Primitiv, patriarchal, frauenfeindlich und wie aus der Zeit gefallen mag der 45. Präsident der USA für viele seiner Kritiker wirken. Seine Anhänger, quer über alle Gesellschaftsschichten, feiern ihn unterdessen wie einen Superstar, der er Kraft der Massenmedien auch zweifelsfrei ist. Während intellektuelle Eliten die Nase rümpfen und ihn auf dem geistigen Niveau eines pubertären Zwölfjährigen sehen, muss man zur Kenntnis nehmen, dass er wie kaum ein Politiker davor auf der emotionalen Klaviatur seiner Anhänger und Sympathisanten spielt. Trump, das Perpetuum mobile des Populismus, ist drauf und dran erneut Anführer der mächtigsten Nation der Welt zu werden. Doch wie kann das sein?
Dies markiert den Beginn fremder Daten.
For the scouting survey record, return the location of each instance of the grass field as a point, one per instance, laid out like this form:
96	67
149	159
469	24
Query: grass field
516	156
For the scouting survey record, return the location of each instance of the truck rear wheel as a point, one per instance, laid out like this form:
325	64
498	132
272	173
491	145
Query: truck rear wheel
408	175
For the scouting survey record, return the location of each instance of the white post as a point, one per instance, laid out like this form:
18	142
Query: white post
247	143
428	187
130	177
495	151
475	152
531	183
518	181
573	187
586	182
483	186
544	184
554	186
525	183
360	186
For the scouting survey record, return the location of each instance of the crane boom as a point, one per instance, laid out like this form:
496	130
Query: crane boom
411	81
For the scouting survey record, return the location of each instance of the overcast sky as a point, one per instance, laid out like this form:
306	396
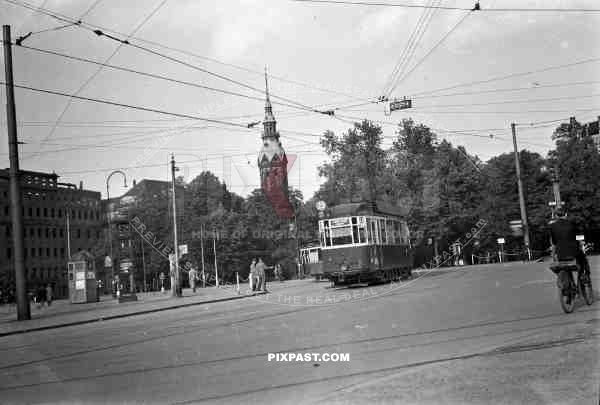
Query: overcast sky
329	55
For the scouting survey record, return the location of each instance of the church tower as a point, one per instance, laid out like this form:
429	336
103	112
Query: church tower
272	161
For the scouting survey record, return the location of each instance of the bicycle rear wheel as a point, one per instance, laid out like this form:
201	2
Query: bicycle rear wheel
585	286
565	293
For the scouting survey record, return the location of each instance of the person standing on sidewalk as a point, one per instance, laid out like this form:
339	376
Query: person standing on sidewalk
252	275
193	274
49	294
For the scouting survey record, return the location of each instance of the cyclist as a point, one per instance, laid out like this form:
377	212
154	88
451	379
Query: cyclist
563	237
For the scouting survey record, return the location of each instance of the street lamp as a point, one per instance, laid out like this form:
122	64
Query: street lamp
112	265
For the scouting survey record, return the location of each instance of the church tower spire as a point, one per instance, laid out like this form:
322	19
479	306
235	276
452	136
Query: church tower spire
272	161
269	123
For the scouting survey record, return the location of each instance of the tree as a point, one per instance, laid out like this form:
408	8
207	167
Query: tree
357	163
578	163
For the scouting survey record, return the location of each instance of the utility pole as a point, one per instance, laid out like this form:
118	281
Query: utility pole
176	287
202	251
16	199
216	271
521	196
143	261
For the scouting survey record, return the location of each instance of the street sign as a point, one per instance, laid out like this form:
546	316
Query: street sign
516	227
400	104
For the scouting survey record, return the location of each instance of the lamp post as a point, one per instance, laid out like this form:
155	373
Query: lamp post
112	265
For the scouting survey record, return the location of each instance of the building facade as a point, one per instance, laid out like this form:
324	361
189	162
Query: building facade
59	219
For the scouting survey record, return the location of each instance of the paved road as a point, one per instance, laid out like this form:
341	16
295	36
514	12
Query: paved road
488	334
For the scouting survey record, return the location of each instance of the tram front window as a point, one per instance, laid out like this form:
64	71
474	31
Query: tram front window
341	236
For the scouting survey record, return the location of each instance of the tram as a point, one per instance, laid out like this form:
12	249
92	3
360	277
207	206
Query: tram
363	243
310	260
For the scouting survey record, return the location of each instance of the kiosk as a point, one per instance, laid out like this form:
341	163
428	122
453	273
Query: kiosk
83	286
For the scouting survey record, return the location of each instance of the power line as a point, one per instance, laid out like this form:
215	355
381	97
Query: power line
477	6
97	72
410	47
431	50
113	103
512	75
154	76
509	89
380	4
89	26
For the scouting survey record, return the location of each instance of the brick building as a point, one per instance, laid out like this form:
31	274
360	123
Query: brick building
46	203
150	201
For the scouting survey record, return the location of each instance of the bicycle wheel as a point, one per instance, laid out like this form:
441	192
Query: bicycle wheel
585	286
565	294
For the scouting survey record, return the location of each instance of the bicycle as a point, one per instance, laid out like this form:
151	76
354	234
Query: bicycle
568	289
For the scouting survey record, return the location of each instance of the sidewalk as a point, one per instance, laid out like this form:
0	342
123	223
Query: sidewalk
62	313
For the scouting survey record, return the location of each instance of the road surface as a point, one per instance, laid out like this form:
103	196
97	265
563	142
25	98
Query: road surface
479	334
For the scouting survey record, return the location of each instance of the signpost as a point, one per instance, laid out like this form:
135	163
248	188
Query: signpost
400	104
501	252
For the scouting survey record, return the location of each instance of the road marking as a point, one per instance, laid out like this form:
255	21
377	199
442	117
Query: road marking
545	281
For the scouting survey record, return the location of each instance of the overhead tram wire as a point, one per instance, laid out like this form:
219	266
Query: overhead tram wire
97	72
509	76
155	76
468	93
99	30
189	53
477	5
412	44
437	44
116	104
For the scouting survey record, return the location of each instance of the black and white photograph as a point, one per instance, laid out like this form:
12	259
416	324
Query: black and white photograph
300	202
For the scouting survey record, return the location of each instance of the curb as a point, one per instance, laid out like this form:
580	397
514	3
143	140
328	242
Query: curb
106	318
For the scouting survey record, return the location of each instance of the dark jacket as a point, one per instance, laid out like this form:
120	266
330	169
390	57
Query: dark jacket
563	235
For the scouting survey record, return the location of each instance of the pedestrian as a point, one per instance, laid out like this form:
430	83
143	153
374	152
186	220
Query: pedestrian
49	294
260	271
40	296
252	276
193	273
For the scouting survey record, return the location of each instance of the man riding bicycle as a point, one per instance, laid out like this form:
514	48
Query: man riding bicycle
563	237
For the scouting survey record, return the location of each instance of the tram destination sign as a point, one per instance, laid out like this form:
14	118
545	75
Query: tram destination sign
339	221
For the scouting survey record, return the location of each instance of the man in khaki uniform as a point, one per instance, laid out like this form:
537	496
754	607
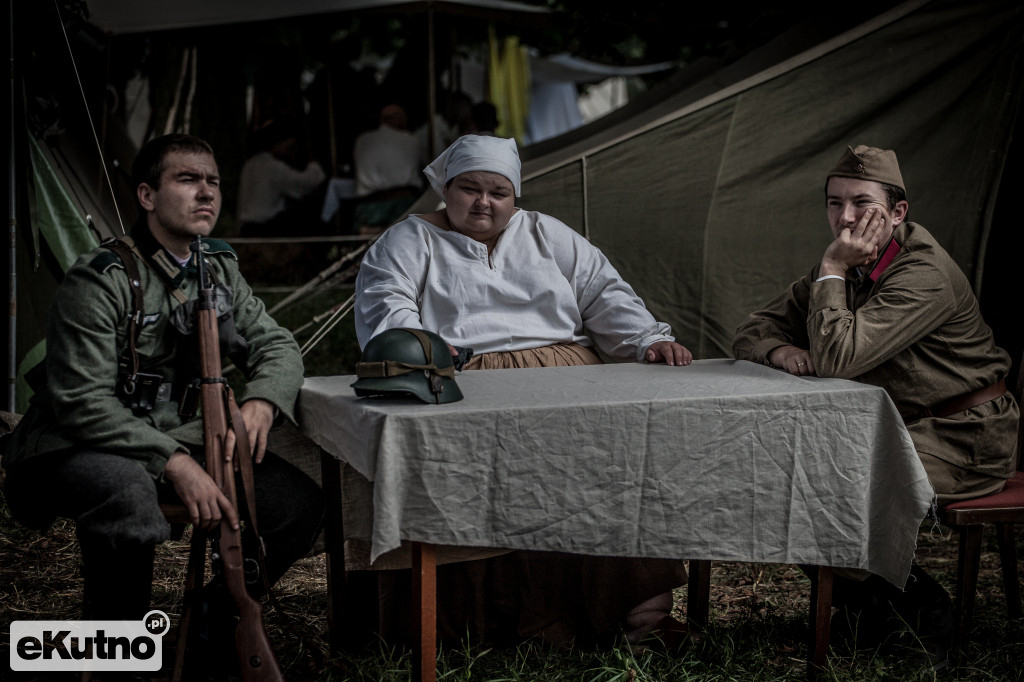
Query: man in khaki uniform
103	443
888	306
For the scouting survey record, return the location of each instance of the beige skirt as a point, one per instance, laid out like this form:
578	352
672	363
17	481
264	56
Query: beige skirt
559	354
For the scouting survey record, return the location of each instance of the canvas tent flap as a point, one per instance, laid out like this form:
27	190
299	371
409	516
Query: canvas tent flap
711	212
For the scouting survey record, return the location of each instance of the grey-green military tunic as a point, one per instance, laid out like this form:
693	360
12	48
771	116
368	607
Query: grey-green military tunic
910	325
78	408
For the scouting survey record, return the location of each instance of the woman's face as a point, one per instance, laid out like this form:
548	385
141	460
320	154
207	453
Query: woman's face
479	204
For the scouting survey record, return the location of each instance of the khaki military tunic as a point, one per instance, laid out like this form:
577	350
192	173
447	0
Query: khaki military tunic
88	326
910	325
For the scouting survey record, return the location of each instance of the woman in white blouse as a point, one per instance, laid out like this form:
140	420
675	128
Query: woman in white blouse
486	275
521	289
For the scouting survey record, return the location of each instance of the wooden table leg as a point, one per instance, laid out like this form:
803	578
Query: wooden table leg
334	544
698	593
425	617
820	622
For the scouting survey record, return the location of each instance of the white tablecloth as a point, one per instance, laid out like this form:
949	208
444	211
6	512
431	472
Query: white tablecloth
723	460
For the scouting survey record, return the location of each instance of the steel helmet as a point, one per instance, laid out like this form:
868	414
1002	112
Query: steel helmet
409	361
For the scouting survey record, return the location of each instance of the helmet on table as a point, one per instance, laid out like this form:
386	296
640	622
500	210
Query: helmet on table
408	361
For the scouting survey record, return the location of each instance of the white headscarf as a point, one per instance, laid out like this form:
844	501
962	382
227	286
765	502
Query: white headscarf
471	153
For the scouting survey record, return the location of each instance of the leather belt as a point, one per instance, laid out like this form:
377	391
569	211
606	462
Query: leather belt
968	400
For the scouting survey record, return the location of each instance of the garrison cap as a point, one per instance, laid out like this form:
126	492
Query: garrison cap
869	163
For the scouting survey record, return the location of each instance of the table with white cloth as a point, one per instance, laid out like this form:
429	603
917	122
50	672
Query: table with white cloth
722	460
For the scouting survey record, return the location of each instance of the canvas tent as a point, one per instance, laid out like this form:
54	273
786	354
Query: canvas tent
711	201
68	160
708	195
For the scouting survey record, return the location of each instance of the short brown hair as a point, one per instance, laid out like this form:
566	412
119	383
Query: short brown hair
148	164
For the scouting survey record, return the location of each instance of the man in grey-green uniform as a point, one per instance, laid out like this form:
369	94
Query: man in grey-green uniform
888	306
111	430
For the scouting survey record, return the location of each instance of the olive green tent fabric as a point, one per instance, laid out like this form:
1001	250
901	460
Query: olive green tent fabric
713	207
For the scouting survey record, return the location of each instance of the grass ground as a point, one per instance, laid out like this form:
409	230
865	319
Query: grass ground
758	632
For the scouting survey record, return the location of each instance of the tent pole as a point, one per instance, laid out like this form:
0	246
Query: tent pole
12	233
431	85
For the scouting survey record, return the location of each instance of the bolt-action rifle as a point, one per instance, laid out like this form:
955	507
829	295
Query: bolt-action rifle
221	414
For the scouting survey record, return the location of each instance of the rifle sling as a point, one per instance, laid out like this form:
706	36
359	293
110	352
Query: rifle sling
126	249
243	455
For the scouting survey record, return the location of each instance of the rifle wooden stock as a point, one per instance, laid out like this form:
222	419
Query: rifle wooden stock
256	658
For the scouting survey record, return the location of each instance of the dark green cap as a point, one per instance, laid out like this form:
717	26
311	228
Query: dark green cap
869	163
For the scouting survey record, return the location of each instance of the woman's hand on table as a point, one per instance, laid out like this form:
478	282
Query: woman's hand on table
669	352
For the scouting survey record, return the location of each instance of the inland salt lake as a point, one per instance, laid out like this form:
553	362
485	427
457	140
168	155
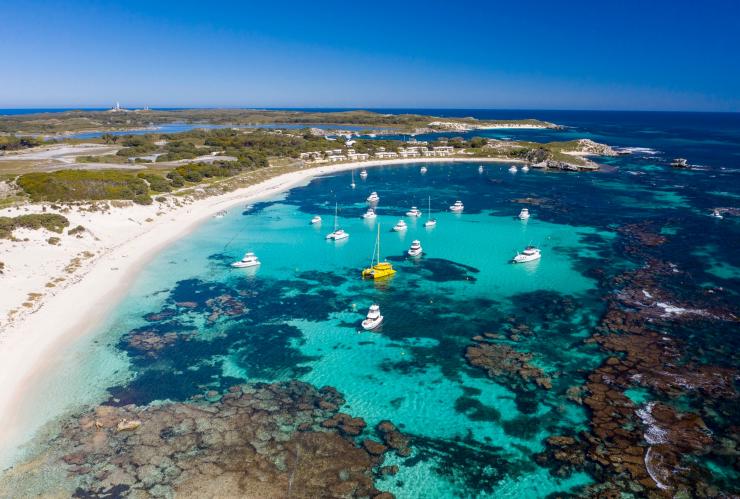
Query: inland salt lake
472	435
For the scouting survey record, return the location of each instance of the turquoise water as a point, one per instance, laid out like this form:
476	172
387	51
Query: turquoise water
297	316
Erotische Beziehung zu seinen Anhängern

Beobachtet man seine von martialischer Musik umrahmten Wahlkampfauftritte, in denen er zu den Menschen spricht, fällt einem schnell auf, dass er in Mimik und Gestik eine fast erotische oder zumindest emotional erregende Beziehung zu seinem Publikum aufbaut. Nicht nur die Themen wie der "Bau einer Mauer" erzeugen orgiastische Jubelstürme bei seinen Fans sondern vor allem seine gezielt eingesetzten Hand- und signifikanten Lippenbewegungen scheinen, wie bei einem Zauberer der Emotionen, ihre Wirkung nicht zu verfehlen – eine psychodynamische Interaktion weit über dem normalen Niveau einer politischen Ansprache. Trump "grabs" scheinbar nicht nur in unsittlicher Form in so manch erogene Zone, sondern greift vielmehr – frei nach dem Aktionskünstler Joseph Beuys – in das Herz der Gesellschaft und darin liegt seine elementare Stärke. Dafür verzeihen im viele seine offenkundige Rüpelhaftigkeit oder den frei zur Schau gestellten Sexismus, wobei diese Parameter aus seiner mentalen Perspektive eher ein Qualitätsmerkmal als ein Defizit darstellen.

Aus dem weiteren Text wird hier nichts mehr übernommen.